Essa dichiara un primo costruttore che invoca il secondo con il comando this(). Nel secondo costruttore però, il compilatore inserirà implicitamente l’istruzione super(). La chiamata al costruttore della superclasse (in questo caso è la classe Object) è stata solo rimandata.

I comandi per invocare costruttori tramite le keyword this e super possono essere inseriti solo come prima istruzione di un costruttore, e mai in un metodo che non sia un costruttore.

 

Costruttori e override

Sappiamo che non esiste ereditarietà di costruttori, anche se l’istanza di una sottoclasse, grazie al comando super, provocherà sempre una chiamata ad un costruttore della superclasse. In qualsiasi caso, non esistendo ereditarietà, non ha senso parlare di override di costruttori. Ma c’è una situazione che riguarda i costruttori e l’ordine in cui vengono eseguiti rispetto all’inizializzazione degli attributi, che merita la nostra attenzione.

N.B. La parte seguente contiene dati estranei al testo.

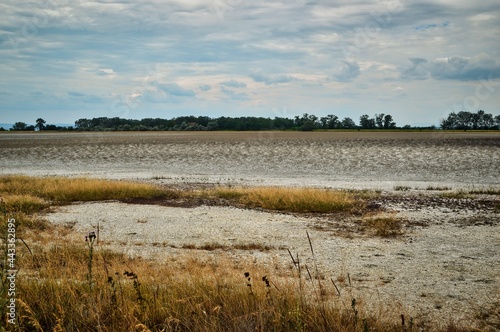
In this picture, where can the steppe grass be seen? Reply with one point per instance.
(72, 285)
(384, 226)
(291, 199)
(181, 294)
(58, 190)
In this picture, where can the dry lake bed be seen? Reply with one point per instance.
(444, 267)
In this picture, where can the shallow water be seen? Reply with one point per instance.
(331, 159)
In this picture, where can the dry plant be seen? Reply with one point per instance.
(67, 284)
(34, 190)
(291, 199)
(383, 225)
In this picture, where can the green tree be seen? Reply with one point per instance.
(19, 126)
(40, 124)
(366, 122)
(348, 123)
(388, 122)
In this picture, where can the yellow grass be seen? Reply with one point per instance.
(63, 190)
(183, 294)
(69, 284)
(292, 199)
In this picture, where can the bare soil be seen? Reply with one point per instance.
(444, 266)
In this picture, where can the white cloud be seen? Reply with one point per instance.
(299, 53)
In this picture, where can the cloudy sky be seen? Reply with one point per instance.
(63, 60)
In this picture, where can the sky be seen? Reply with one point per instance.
(63, 60)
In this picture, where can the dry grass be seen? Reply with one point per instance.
(385, 226)
(291, 199)
(64, 190)
(88, 288)
(188, 294)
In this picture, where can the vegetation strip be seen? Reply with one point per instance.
(92, 288)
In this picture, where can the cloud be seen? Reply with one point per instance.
(234, 95)
(105, 71)
(234, 84)
(296, 51)
(175, 89)
(418, 69)
(453, 68)
(204, 87)
(465, 68)
(346, 72)
(270, 79)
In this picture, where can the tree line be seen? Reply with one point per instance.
(307, 122)
(465, 120)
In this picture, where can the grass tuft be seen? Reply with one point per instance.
(61, 190)
(291, 199)
(385, 226)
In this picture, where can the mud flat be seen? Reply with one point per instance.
(445, 266)
(326, 159)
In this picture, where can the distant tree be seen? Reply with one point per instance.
(366, 122)
(497, 121)
(40, 124)
(348, 123)
(388, 122)
(379, 120)
(330, 121)
(19, 126)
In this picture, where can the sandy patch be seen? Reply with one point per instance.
(447, 269)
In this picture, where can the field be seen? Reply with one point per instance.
(414, 230)
(340, 159)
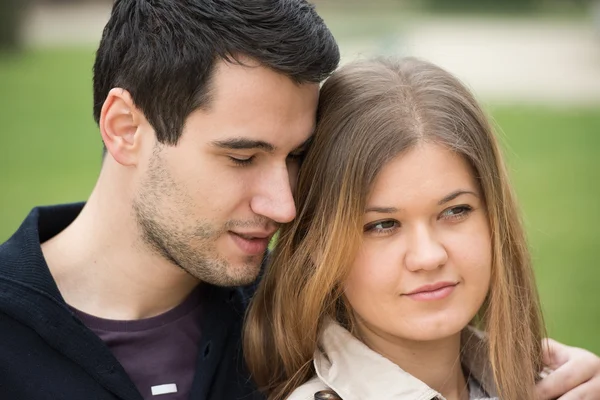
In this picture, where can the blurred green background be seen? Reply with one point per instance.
(50, 149)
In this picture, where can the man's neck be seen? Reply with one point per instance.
(103, 268)
(436, 363)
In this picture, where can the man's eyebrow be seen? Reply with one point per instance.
(244, 144)
(304, 146)
(454, 195)
(382, 210)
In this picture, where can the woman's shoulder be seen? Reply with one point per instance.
(307, 391)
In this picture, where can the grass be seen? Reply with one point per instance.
(51, 153)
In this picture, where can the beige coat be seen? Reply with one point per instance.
(355, 372)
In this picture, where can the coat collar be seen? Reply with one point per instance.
(356, 372)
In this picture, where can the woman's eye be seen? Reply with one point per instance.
(242, 161)
(457, 212)
(382, 226)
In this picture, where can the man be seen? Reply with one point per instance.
(205, 109)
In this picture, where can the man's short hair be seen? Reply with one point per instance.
(164, 51)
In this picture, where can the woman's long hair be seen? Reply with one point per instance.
(369, 113)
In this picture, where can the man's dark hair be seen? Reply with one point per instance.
(164, 51)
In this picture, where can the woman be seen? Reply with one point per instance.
(406, 273)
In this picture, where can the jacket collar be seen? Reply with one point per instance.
(356, 372)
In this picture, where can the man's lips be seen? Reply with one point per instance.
(436, 291)
(252, 243)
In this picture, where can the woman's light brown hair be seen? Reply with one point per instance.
(369, 113)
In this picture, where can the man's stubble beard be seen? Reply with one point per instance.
(190, 246)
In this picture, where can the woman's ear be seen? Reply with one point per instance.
(120, 121)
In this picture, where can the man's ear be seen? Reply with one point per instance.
(120, 121)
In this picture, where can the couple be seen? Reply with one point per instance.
(400, 271)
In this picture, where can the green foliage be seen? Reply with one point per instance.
(51, 153)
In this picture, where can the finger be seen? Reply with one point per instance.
(588, 391)
(554, 353)
(562, 380)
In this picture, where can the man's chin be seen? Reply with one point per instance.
(244, 273)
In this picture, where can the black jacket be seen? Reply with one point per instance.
(46, 353)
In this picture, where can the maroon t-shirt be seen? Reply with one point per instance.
(158, 353)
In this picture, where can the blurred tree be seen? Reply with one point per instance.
(11, 17)
(508, 6)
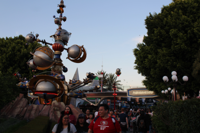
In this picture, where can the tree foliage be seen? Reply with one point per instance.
(108, 80)
(177, 117)
(171, 43)
(15, 54)
(13, 57)
(8, 89)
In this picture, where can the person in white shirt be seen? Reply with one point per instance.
(64, 126)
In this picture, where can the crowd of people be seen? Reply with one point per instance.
(108, 121)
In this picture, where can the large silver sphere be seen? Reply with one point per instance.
(41, 59)
(73, 51)
(64, 35)
(46, 86)
(31, 64)
(30, 38)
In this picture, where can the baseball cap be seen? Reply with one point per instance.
(81, 116)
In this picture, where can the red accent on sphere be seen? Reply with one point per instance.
(57, 47)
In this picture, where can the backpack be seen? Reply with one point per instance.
(113, 120)
(141, 124)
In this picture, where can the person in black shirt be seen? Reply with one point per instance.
(81, 125)
(123, 118)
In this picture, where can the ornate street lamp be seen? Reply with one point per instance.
(118, 72)
(174, 83)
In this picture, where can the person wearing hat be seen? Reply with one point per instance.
(81, 125)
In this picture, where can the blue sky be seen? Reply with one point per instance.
(108, 29)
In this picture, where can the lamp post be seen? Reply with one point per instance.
(174, 82)
(118, 72)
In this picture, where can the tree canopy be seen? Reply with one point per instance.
(171, 43)
(15, 54)
(109, 80)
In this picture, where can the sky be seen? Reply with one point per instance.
(108, 29)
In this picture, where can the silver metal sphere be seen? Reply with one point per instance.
(31, 64)
(73, 51)
(60, 42)
(30, 38)
(46, 86)
(64, 35)
(41, 59)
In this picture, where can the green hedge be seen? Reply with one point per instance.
(38, 125)
(177, 117)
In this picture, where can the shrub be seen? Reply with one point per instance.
(177, 117)
(38, 125)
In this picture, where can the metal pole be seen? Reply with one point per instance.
(101, 84)
(174, 93)
(114, 98)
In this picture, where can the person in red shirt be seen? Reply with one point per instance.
(111, 114)
(72, 118)
(87, 112)
(104, 123)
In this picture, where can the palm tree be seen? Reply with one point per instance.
(111, 79)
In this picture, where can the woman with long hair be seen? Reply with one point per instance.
(81, 125)
(72, 118)
(91, 117)
(64, 126)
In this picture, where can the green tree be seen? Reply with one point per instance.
(171, 43)
(8, 89)
(15, 54)
(111, 79)
(196, 67)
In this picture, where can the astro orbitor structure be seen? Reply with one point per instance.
(53, 86)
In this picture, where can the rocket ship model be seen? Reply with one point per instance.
(53, 85)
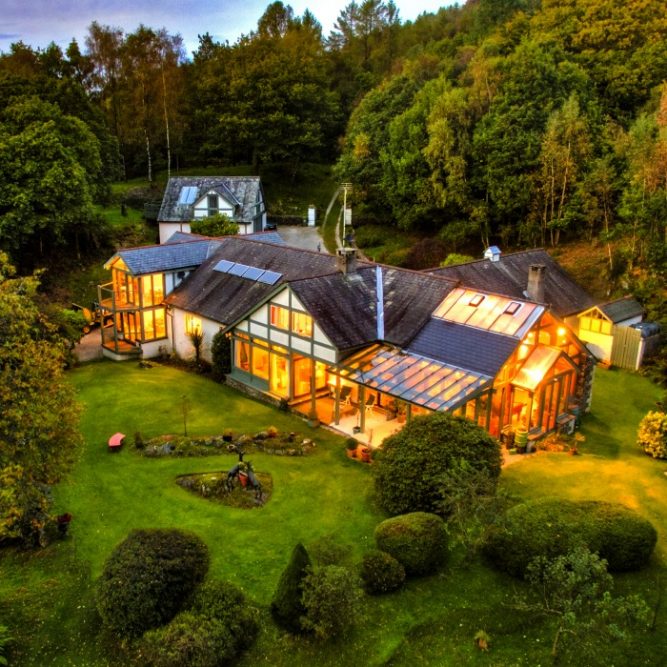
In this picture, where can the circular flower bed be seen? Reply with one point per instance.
(269, 441)
(215, 486)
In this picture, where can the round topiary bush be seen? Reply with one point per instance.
(226, 603)
(148, 578)
(381, 573)
(553, 527)
(652, 434)
(417, 540)
(190, 639)
(408, 472)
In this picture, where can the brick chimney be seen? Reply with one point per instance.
(535, 289)
(346, 260)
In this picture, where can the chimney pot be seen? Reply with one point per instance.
(346, 260)
(535, 289)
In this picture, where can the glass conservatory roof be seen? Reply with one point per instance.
(410, 377)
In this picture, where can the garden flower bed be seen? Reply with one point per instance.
(269, 441)
(214, 486)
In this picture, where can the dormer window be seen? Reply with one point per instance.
(476, 300)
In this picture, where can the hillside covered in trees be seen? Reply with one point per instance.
(518, 122)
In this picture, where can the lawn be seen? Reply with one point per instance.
(47, 597)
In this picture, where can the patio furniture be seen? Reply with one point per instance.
(116, 442)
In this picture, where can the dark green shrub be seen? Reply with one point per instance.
(418, 541)
(287, 606)
(190, 639)
(408, 473)
(381, 573)
(553, 527)
(331, 599)
(221, 356)
(226, 603)
(148, 578)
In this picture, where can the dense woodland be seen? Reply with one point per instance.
(518, 122)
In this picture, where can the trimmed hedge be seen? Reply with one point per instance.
(190, 639)
(381, 573)
(417, 540)
(553, 527)
(287, 607)
(409, 467)
(148, 578)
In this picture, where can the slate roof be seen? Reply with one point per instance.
(167, 257)
(509, 277)
(343, 306)
(225, 298)
(244, 190)
(347, 310)
(464, 347)
(622, 309)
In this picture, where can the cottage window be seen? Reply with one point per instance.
(260, 362)
(242, 355)
(192, 324)
(302, 324)
(212, 202)
(280, 317)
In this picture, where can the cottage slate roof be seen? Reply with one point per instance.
(346, 310)
(622, 309)
(509, 277)
(464, 347)
(245, 191)
(343, 306)
(167, 257)
(224, 297)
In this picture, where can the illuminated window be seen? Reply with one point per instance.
(302, 324)
(260, 362)
(242, 356)
(152, 290)
(192, 324)
(476, 300)
(280, 317)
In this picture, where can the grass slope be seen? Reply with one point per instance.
(47, 597)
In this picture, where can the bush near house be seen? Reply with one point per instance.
(552, 527)
(409, 469)
(381, 573)
(148, 578)
(417, 540)
(287, 607)
(331, 600)
(190, 639)
(215, 631)
(652, 434)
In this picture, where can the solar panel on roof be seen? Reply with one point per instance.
(223, 266)
(252, 273)
(238, 269)
(269, 277)
(187, 195)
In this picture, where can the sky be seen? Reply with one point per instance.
(39, 22)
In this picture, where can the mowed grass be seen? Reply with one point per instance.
(47, 597)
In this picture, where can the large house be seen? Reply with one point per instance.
(364, 346)
(189, 198)
(606, 328)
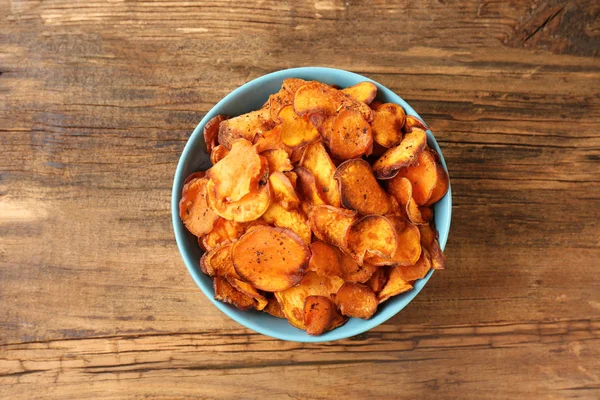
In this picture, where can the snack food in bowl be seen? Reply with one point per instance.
(306, 204)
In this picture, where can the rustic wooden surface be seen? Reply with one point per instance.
(97, 99)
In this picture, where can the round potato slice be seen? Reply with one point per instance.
(271, 259)
(194, 211)
(359, 188)
(330, 224)
(318, 314)
(292, 300)
(400, 156)
(387, 124)
(350, 135)
(356, 300)
(369, 236)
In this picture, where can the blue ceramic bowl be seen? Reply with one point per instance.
(252, 96)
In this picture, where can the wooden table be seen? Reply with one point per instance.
(97, 100)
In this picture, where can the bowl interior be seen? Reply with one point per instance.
(252, 96)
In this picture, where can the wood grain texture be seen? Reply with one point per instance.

Siccome lo scenario è un po’ complesso da spiegare in astratto, caliamoci nel contesto di un esempio di codice. Consideriamo la seguente classe astratta Attrezzo:

abstract class Attrezzo {
    public Attrezzo() {
        eseguiLavoro();
    }

    public void eseguiLavoro() {
        System.out.println("In azione...");
    }
}

Questa classe dichiara un costruttore che invoca il metodo eseguiLavoro definito all’interno della stessa classe. Ora consideriamo la seguente classe Martello che estende Attrezzo e che fa override del metodo eseguiLavoro:

class Martello extends Attrezzo {
    String bersaglio ="chiodo";

    public Martello () {
        //chiamata implicita a super();
    }

    @Override
    public void eseguiLavoro() {
        System.out.println("Sto martellando il " + data);
    }
}

Consideriamo infine la seguente classe che istanzia la sottoclasse Martello:

public class TestAttrezzo {
    public static void main(String[] args) {
        Attrezzo attrezzo = new Martello();
    }
}

Queste classi vengono compilate correttamente, ma lanciando la classe TestAttrezzo, al runtime otterremo l’output:

Sto martellando il null

Questo perché, la variabile bersaglio viene utilizzata prima che possa essere inizializzata nella sottoclasse, e quindi ha ancora valore null. In particolare, nel momento in cui abbiamo invocato il costruttore della classe Martello, come prima istruzione (implicita) è stato invocato il costruttore della superclasse Attrezzo, che a sua volta ha invocato direttamente il metodo eseguiLavoro che ha stampato il messaggio quando la variabile bersaglio non era ancora stata inizializzata.

In questo caso, abbiamo ottenuto solo un output errato, ma in realtà l’utilizzo di reference con  valori null, può portare facilmente il runtime ad essere interrotto da eccezioni di tipo NullPointerException. Per esempio, se modifichiamo il metodo eseguiLavoro nella sottoclasse nel seguente modo:

public void eseguiLavoro() {
    if (!bersaglio.isEmpty()) {
        System.out.println("Sto martellando il "+ data);
    }
}

allora il programma sarà interrotto e stamperà il seguente output:

Exception in thread "main" java.lang.NullPointerException
    at Martello.eseguiLavoro(TestAttrezzo.java:17)
    at Attrezzo.<init>(TestAttrezzo.java:3)
    at Martello.<init>(TestAttrezzo.java:12)
    at TestAttrezzo.main(TestAttrezzo.java:24)

 

Conclusioni

In questo articolo, abbiamo visto come un argomento base del linguaggio come i costruttori, in realtà nasconda anche scenari complessi. Come al solito, avere una solida base teorica, ci permetterà di gestire tutte le situazioni senza sorprese. Con le parole chiavi this e super, riusciremo a gestire correttamente il riuso e l’astrazione anche con i costruttori, nonostante essi non siano ereditati e di conseguenza non sia possibile riscriverli nelle sottoclassi. Abbiamo anche visto come è importante conoscere il comportamento del compilatore. Infatti, benché gli inserimenti di codice implicito nel bytecode siano stati progettati per facilitare l’apprendimento e ridurre la verbosità del linguaggio, in realtà possono portare anche a malfunzionamenti del codice se non padroneggiati opportunamente.

 

Note dell’autore

Questo articolo è basto su alcuni paragrafi dei capitoli 3, 5 e 7 del libro “Il nuovo Java” e del capitolo 8 del mio libro in inglese “Java for Aliens”.